## Advanced Web Scraping for String Quartets

In this notebook, midi files from Kunst Der Fuge will be scraped with the python wrapper for selenium. Kunst Der Fuge offers midi files. If you plan to download more than 5 files in a given day then you have to pay to get the files. Since authentication is required, a robust medium like Selenium is needed.
To use the python selenium package you will need to download the package and download a driver. I chose to use geckodriver for the Firefox web browser. Selenium is a headless browser automation tool that can be used in a few other languages such as Java and C#.

In [1]:
#import the appropriate packages
from selenium import webdriver
from selenium.webdriver.common.by import By
from selenium.webdriver.common.keys import Keys

The preferences can be adjusted in selenium. Below we change the path that the files are downloaded to and set that prompts to save are disabled and launch the Firefox browser.

In [36]:
## Set up the selenium browser

# Create a preference object for the Firefox browser
firefox_profile = webdriver.FirefoxProfile()
# Set the save to disk prompt to never ask, otherwise the files won't download
firefox_profile.set_preference("browser.helperApps.neverAsk.saveToDisk", "audio/midi")
# Set the download path
firefox_profile.set_preference("browser.download.folderList", 2)
firefox_profile.set_preference("browser.download.dir", "<your download path>")
# Set the download to occur in the background
firefox_profile.set_preference("browser.download.manager.showWhenStarting",False)
# Create a firefox browser object
driver = webdriver.Firefox(firefox_profile=firefox_profile)
# Navigate to the login screen
driver.get('http://www.kunstderfuge.com/-/db/log-in.asp')

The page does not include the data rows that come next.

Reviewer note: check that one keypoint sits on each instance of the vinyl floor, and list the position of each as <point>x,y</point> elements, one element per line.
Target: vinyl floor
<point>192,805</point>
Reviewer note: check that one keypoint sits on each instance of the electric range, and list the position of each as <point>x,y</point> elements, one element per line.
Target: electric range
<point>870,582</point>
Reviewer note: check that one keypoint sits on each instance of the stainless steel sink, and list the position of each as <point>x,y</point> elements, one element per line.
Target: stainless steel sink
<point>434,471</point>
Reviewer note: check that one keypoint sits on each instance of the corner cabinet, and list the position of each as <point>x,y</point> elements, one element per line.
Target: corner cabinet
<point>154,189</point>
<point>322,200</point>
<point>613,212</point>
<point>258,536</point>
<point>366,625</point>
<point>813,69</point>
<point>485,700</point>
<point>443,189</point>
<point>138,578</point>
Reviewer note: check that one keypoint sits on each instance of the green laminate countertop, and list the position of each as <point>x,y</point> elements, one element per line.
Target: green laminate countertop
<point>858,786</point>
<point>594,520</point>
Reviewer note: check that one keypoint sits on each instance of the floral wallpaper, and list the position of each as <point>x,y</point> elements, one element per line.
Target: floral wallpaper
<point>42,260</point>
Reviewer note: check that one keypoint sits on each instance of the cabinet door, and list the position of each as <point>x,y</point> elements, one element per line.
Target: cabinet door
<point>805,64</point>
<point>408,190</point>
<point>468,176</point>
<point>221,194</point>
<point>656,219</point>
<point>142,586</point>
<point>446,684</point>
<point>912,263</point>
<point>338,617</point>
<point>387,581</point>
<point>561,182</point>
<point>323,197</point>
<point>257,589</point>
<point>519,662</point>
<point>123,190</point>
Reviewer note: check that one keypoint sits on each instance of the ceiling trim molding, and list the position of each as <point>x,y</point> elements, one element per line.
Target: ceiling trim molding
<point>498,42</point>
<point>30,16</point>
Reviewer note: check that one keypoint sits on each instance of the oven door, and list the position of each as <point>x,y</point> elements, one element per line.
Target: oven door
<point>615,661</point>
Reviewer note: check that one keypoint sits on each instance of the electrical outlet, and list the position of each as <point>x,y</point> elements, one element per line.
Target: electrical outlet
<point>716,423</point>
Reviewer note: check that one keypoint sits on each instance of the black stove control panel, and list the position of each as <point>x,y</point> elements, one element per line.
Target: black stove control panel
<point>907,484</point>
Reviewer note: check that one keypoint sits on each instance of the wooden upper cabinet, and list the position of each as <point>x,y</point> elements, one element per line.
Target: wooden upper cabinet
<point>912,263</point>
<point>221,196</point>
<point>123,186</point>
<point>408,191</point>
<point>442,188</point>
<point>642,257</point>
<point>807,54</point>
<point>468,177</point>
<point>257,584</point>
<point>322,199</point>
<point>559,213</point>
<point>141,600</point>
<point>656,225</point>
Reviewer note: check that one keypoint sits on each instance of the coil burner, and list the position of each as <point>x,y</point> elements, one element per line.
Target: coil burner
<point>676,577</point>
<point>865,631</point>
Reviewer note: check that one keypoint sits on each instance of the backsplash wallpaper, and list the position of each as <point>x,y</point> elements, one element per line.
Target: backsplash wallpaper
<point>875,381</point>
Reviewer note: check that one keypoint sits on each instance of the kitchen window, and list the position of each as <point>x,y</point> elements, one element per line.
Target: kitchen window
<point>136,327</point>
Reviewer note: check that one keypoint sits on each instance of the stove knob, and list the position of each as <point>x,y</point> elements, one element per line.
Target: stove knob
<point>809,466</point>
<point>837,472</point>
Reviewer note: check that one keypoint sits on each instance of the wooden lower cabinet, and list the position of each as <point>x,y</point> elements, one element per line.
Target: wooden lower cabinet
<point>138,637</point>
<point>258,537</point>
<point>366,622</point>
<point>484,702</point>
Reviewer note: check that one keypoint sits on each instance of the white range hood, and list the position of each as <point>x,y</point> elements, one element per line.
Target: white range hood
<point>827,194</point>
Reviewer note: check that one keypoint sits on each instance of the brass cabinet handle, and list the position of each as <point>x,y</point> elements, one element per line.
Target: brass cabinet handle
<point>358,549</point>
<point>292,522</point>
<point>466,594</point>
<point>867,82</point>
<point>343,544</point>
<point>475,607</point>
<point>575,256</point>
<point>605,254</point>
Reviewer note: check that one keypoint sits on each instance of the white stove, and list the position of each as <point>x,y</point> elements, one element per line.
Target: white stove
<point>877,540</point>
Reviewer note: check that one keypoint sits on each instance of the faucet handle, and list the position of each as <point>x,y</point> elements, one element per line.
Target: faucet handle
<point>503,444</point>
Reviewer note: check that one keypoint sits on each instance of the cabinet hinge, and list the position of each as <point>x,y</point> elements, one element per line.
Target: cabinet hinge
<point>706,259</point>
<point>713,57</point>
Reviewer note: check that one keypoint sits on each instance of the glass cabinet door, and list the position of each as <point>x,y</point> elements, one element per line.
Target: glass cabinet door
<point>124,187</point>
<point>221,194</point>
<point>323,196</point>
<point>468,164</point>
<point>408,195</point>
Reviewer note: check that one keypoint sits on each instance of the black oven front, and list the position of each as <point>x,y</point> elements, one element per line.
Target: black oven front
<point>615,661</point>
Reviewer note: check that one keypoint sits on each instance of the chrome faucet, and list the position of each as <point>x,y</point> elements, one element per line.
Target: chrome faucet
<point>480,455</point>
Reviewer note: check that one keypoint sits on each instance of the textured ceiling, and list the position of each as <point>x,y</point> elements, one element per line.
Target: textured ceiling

Next we will need to authenticate into the site to get access to the desired files.

In [38]:
## Authenticate into the Kunst Der Fuge site

# Find the email element
username = driver.find_element_by_id("Email")
# Send your email value to the email field
username.send_keys("<your email>")
# Find the password element
password = driver.find_element_by_id("Password")
password.send_keys("<your password>")
# Click the submit button
driver.find_element_by_name("Submit").click()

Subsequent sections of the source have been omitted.